Peregoy was born in Los Angeles in 1925. He spent his early childhood on a small island (Alameda, California) in San Francisco Bay. He was nine years old when he began his formal art training by attending classes at the California College of Arts and Crafts in Berkeley, California. At 12 years old, Peregoy's family returned to Los Angeles, where he enrolled in Chouinard Art Institute's life drawing classes. At the age 17, Peregoy dropped out of high school and went to work as a traffic boy for a brief time before starting to work with Disney.

In 1942, he joined the U.S. Coast Guard and served for three years in the Infirmary as a 1st Class Petty Officer. After World War II he continued his art education, studying at the University de Belles Artes, San Miguel de Allende in Guanajuato, Mexico, and with Fernand Léger in Paris.

===Animation work===

In 1951, Peregoy returned to the United States and resumed his career with The Walt Disney Studios. Although skilled with these more conventional projects, Peregoy's personal style began to surface. Peregoy's unique style began to mesh well with that of his contemporary, stylist Eyvind Earle. Peregoy and Earle's work on Paul Bunyan (1958) was nominated for an Academy Award in the short category. Their unique style of animation on Paul Bunyan was a departure for Disney. Peregoy continued to work at Disney for an additional 14 years, including select work on their TV commercial unit.

Peregoy was lead background painter on Sleeping Beauty (1959) before embarking on the most ambitious, intelligent, and personal effort, his work as color stylist and background artist on One Hundred and One Dalmatians (1961), and The Sword in the Stone (1963). In the mid-1960s he worked at Format Productions, where he crafted backgrounds for The Lone Ranger plus three short films under a Warner Bros. Cartoons subcontract.
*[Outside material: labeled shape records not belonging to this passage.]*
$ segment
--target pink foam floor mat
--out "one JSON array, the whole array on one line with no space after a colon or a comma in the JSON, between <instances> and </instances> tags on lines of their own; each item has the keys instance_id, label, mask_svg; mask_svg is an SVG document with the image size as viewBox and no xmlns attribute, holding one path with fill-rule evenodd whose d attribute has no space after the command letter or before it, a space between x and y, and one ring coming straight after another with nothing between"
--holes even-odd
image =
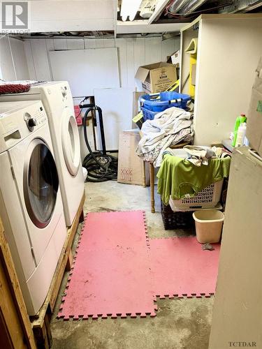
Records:
<instances>
[{"instance_id":1,"label":"pink foam floor mat","mask_svg":"<svg viewBox=\"0 0 262 349\"><path fill-rule=\"evenodd\" d=\"M214 293L219 244L195 237L149 240L142 211L89 213L59 318L154 317L157 297Z\"/></svg>"},{"instance_id":2,"label":"pink foam floor mat","mask_svg":"<svg viewBox=\"0 0 262 349\"><path fill-rule=\"evenodd\" d=\"M59 317L155 316L143 211L88 214Z\"/></svg>"},{"instance_id":3,"label":"pink foam floor mat","mask_svg":"<svg viewBox=\"0 0 262 349\"><path fill-rule=\"evenodd\" d=\"M203 251L195 237L150 239L154 295L210 297L215 291L220 244Z\"/></svg>"}]
</instances>

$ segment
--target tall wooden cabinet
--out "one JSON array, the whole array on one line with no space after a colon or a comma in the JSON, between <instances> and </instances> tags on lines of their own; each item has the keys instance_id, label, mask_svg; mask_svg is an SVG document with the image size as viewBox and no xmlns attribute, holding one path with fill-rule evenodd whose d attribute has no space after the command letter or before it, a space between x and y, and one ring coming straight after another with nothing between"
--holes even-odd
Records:
<instances>
[{"instance_id":1,"label":"tall wooden cabinet","mask_svg":"<svg viewBox=\"0 0 262 349\"><path fill-rule=\"evenodd\" d=\"M189 91L190 60L184 51L194 38L198 38L194 142L210 145L228 138L235 118L247 113L262 54L262 14L202 15L182 29L180 85L184 94Z\"/></svg>"}]
</instances>

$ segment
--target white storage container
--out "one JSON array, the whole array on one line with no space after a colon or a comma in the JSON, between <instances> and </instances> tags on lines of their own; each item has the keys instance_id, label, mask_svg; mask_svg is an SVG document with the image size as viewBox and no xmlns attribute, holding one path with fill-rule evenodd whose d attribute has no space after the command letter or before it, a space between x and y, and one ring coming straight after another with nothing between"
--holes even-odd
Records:
<instances>
[{"instance_id":1,"label":"white storage container","mask_svg":"<svg viewBox=\"0 0 262 349\"><path fill-rule=\"evenodd\" d=\"M217 207L217 204L219 202L221 196L223 181L222 179L221 181L210 184L192 198L181 200L173 200L170 198L169 205L171 209L175 211L189 211L190 209L194 211L197 209L219 208Z\"/></svg>"},{"instance_id":2,"label":"white storage container","mask_svg":"<svg viewBox=\"0 0 262 349\"><path fill-rule=\"evenodd\" d=\"M214 244L219 242L224 221L223 212L217 209L196 211L193 218L198 242Z\"/></svg>"}]
</instances>

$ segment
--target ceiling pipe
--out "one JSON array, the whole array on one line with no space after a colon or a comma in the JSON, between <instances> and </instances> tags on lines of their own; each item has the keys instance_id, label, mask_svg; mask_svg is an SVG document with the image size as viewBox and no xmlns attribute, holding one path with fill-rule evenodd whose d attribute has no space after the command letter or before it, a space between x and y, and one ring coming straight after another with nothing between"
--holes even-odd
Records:
<instances>
[{"instance_id":1,"label":"ceiling pipe","mask_svg":"<svg viewBox=\"0 0 262 349\"><path fill-rule=\"evenodd\" d=\"M184 6L189 0L174 0L173 3L166 8L166 10L170 13L177 13L182 6Z\"/></svg>"},{"instance_id":2,"label":"ceiling pipe","mask_svg":"<svg viewBox=\"0 0 262 349\"><path fill-rule=\"evenodd\" d=\"M189 15L196 10L196 8L205 3L206 1L207 0L191 0L187 1L186 5L181 8L180 12L183 13L185 16Z\"/></svg>"},{"instance_id":3,"label":"ceiling pipe","mask_svg":"<svg viewBox=\"0 0 262 349\"><path fill-rule=\"evenodd\" d=\"M258 0L233 1L232 5L225 6L219 10L219 13L236 13L249 12L262 6L262 1Z\"/></svg>"}]
</instances>

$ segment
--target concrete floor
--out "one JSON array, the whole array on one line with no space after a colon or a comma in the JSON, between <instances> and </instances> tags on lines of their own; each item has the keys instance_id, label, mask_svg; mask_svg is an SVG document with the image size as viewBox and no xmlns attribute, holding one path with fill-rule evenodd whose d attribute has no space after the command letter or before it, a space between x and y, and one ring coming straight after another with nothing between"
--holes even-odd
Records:
<instances>
[{"instance_id":1,"label":"concrete floor","mask_svg":"<svg viewBox=\"0 0 262 349\"><path fill-rule=\"evenodd\" d=\"M112 181L86 184L85 212L131 209L145 211L150 238L194 233L163 229L159 195L156 195L156 213L152 214L149 188ZM75 246L76 243L77 238ZM64 321L57 320L56 315L67 277L68 273L64 276L52 320L52 349L208 348L212 297L158 299L159 310L154 318Z\"/></svg>"}]
</instances>

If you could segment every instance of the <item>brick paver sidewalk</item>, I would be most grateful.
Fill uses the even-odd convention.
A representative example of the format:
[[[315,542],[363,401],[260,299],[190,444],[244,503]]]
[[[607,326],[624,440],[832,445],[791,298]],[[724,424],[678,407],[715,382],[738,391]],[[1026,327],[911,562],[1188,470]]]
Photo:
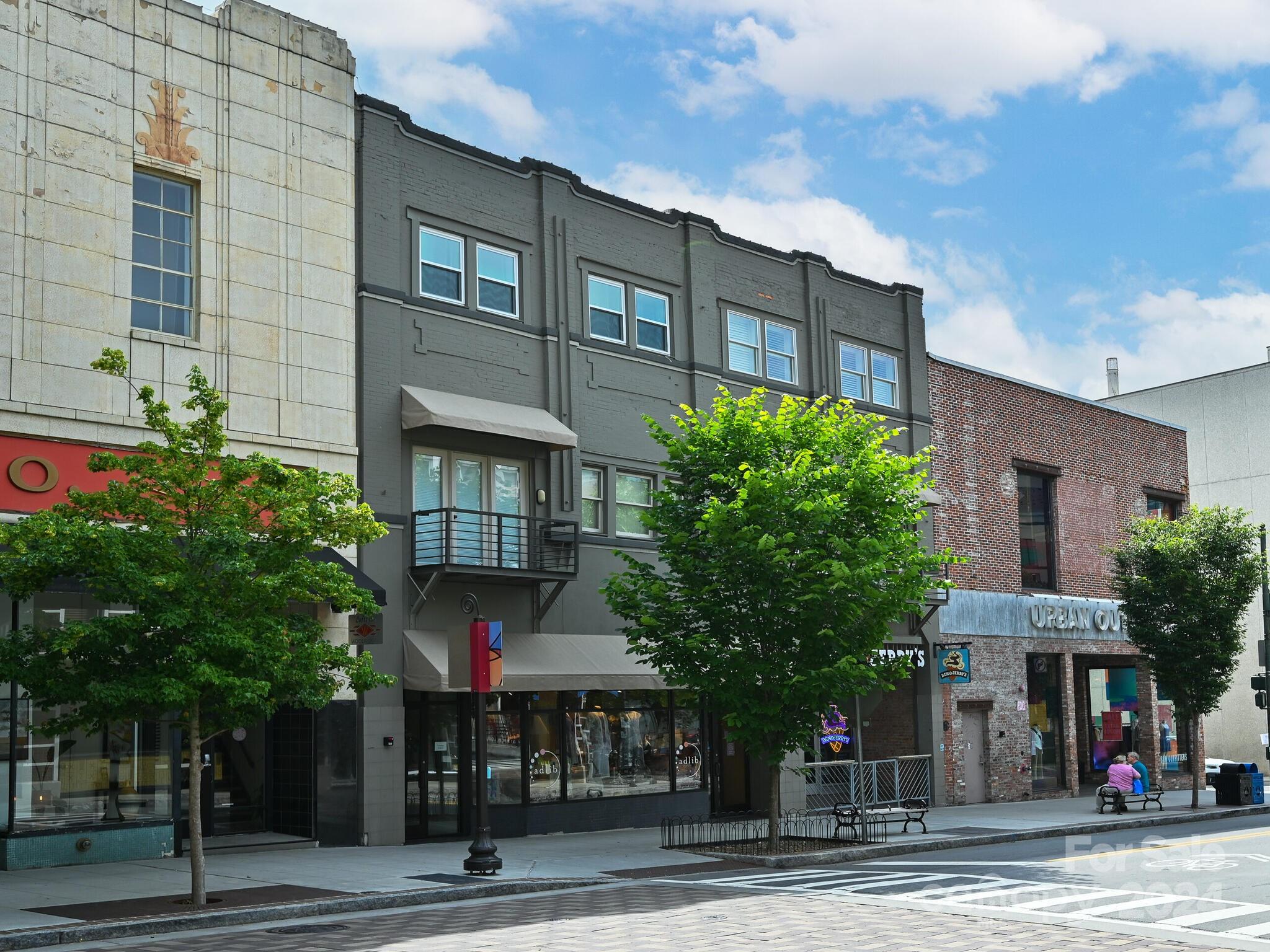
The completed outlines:
[[[635,883],[526,899],[433,906],[344,920],[340,932],[263,930],[171,938],[131,952],[1220,952],[1212,947],[1059,925],[909,911],[814,896]],[[108,952],[100,949],[100,952]],[[116,949],[117,952],[117,949]]]

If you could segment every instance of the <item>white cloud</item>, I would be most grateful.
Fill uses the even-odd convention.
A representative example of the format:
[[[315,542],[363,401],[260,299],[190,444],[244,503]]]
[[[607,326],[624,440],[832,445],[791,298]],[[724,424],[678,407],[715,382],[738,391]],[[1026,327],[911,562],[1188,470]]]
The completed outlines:
[[[790,129],[770,136],[761,159],[742,165],[737,182],[753,192],[777,198],[806,193],[808,185],[820,174],[820,162],[803,150],[803,131]]]
[[[1212,103],[1193,105],[1184,118],[1193,129],[1229,128],[1251,122],[1259,109],[1256,90],[1245,80],[1222,93]]]
[[[903,164],[906,175],[936,185],[960,185],[992,165],[982,137],[975,137],[973,146],[959,146],[946,138],[931,138],[925,131],[928,127],[922,112],[913,109],[903,122],[879,126],[869,154],[874,159],[894,159]]]
[[[547,0],[552,1],[552,0]],[[718,19],[712,51],[677,79],[685,108],[734,113],[758,89],[799,112],[857,114],[897,102],[951,118],[986,116],[1003,96],[1064,86],[1091,102],[1158,60],[1206,72],[1270,63],[1261,0],[589,0],[659,19]]]

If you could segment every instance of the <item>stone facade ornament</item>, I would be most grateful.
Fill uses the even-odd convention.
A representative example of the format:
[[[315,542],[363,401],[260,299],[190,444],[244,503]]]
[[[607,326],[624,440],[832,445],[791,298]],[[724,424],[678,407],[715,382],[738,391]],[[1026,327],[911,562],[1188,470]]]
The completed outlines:
[[[146,155],[189,165],[198,159],[198,150],[187,145],[189,133],[194,129],[182,123],[189,109],[178,105],[178,102],[185,98],[185,90],[180,86],[169,86],[161,80],[150,80],[150,86],[157,93],[150,96],[155,112],[154,116],[142,113],[150,124],[150,132],[138,132],[137,142],[146,147]]]

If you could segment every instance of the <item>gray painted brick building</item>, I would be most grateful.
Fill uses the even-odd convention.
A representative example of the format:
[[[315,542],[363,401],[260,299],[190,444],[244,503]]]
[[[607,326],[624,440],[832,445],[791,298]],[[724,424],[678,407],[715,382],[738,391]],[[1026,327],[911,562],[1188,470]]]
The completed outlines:
[[[906,452],[925,447],[921,289],[638,206],[364,96],[357,150],[359,477],[391,529],[359,564],[389,595],[368,650],[399,678],[362,702],[363,842],[466,829],[465,593],[504,630],[509,691],[486,725],[497,835],[761,806],[743,751],[624,654],[598,593],[615,547],[655,551],[638,512],[660,452],[640,415],[706,406],[720,385],[846,393],[906,426]],[[930,751],[930,685],[917,694]]]

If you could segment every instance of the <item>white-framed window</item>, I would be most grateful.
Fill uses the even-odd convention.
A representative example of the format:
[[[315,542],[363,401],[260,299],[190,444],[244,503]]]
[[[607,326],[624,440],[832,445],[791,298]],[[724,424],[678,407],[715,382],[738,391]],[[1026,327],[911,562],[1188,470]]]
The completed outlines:
[[[763,358],[767,363],[767,376],[782,383],[798,382],[798,331],[784,324],[763,321]]]
[[[671,298],[635,288],[635,347],[671,353]]]
[[[899,362],[890,354],[871,352],[874,402],[899,406]]]
[[[626,343],[626,286],[606,278],[587,278],[591,336]]]
[[[617,534],[648,538],[653,533],[640,522],[640,513],[653,508],[653,477],[618,472],[616,493]]]
[[[598,466],[582,467],[582,531],[605,531],[605,471]]]
[[[762,376],[758,319],[728,311],[728,369]]]
[[[419,294],[464,303],[464,240],[419,226]]]
[[[798,331],[728,311],[728,369],[798,383]]]
[[[513,251],[476,244],[476,310],[518,317],[521,267]]]
[[[867,354],[862,347],[838,341],[838,381],[842,396],[867,400]]]
[[[188,338],[194,312],[194,187],[132,173],[132,326]]]

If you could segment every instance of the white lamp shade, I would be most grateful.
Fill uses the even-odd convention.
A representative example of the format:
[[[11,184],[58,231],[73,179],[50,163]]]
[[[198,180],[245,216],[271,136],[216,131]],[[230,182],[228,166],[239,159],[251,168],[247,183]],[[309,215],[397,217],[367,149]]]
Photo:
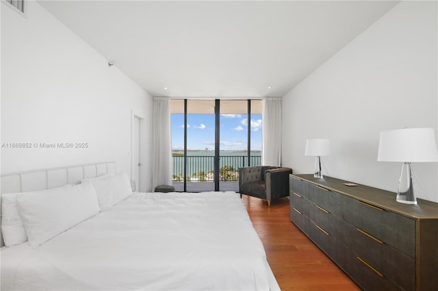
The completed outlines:
[[[313,139],[306,141],[306,156],[328,156],[330,141],[328,139]]]
[[[404,128],[381,132],[377,161],[435,162],[437,157],[433,128]]]

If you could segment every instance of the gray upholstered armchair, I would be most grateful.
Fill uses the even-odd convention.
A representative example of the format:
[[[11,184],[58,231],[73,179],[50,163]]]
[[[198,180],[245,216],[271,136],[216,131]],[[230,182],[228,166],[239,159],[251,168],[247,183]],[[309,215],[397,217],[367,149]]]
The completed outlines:
[[[289,174],[291,168],[270,166],[239,168],[239,192],[268,202],[289,196]]]

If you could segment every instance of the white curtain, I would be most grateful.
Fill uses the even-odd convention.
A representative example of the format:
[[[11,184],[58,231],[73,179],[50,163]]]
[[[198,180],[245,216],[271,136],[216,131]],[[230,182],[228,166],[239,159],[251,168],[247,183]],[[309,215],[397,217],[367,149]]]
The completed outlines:
[[[153,165],[152,191],[159,185],[172,184],[172,144],[169,98],[153,98]]]
[[[281,98],[263,100],[261,165],[280,166],[281,163]]]

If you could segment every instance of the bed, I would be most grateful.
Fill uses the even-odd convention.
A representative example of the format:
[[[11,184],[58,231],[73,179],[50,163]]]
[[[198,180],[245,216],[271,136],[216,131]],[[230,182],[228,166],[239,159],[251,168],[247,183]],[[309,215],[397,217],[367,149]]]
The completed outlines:
[[[1,290],[279,290],[237,193],[129,193],[108,199],[103,190],[117,196],[123,192],[120,185],[126,188],[129,181],[124,174],[118,178],[123,182],[114,184],[115,177],[122,174],[115,174],[113,163],[103,165],[94,166],[95,170],[90,165],[75,166],[77,173],[81,167],[81,175],[61,179],[66,184],[81,180],[74,186],[47,178],[60,180],[61,172],[68,170],[58,168],[58,175],[51,176],[47,175],[51,170],[44,170],[40,178],[45,181],[37,187],[42,190],[17,198],[28,240],[1,248]],[[18,184],[23,184],[26,179],[20,175]],[[5,177],[2,176],[2,182],[9,180],[10,184],[17,180]],[[34,177],[30,184],[38,184]],[[113,181],[110,187],[109,180]],[[23,185],[20,188],[18,192],[25,192]],[[90,199],[93,189],[95,198]],[[40,193],[46,196],[38,196]],[[46,207],[47,197],[55,195]],[[60,204],[67,201],[72,209],[83,210],[60,207],[56,200],[62,195]],[[90,202],[84,204],[87,199]],[[3,202],[2,209],[10,211]],[[38,205],[42,209],[38,210]],[[27,209],[29,206],[32,207]],[[67,226],[60,227],[64,219],[57,218],[49,221],[54,226],[49,230],[33,229],[34,221],[44,217],[50,220],[57,213],[79,217],[67,219]]]

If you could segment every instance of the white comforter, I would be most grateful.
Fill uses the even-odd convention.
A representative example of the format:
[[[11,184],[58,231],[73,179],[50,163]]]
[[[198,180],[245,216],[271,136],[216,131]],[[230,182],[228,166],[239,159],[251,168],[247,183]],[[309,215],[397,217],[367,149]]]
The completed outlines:
[[[1,253],[5,290],[278,289],[235,193],[134,194]]]

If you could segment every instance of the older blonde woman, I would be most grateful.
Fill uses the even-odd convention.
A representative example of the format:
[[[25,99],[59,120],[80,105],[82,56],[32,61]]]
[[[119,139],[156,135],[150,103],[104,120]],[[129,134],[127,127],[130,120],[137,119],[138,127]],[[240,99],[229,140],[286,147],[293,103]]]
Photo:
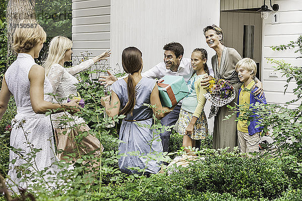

He later worked on Scooby-Doo, Where Are You! (1969), and other series produced by Hanna-Barbera.

He returned to Disney (WED Enterprises in 1977 through 1983), contributing his unique view to the design of Epcot Center in Florida, where his influence included architectural facades, sculptures, fountains, show rides, and murals for The Land and "Imagination!" (formerly Journey Into Imagination) pavilions.

Along with Marc Davis, Eyvind Earle and Joshua Meador, Peregoy was one of the featured artists in Disney's Four Artists Paint One Tree documentary. This documentary illustrated the unique interpretation that each artist can bring to a single subject matter.

Peregoy's work has been the subject of one Man Shows at: Stockton Museum, California; The University of Santa Clara, California; Galerie de Tour, San Francisco, California; Rutherford Gallery, San Francisco, California; Chouinard Art Institute, Los Angeles, California; Landau Gallery, Los Angeles, California; Dickie Hall Gallery, Laguna, California; Jack Carr Gallery, Pasadena, California. He has also participated in group shows at: National Gallery of Art, the Library of Congress and the Corcoran Gallery of Art in Washington, D.C.

===Later years===

Peregoy taught Background Styling at Brandes Art Institute from 1984 to 1985 as well as Principle of Drawing. In the last years of his life, he continued to draw and paint in the Los Angeles area right up to his death on January 16, 2015, at the age of 89.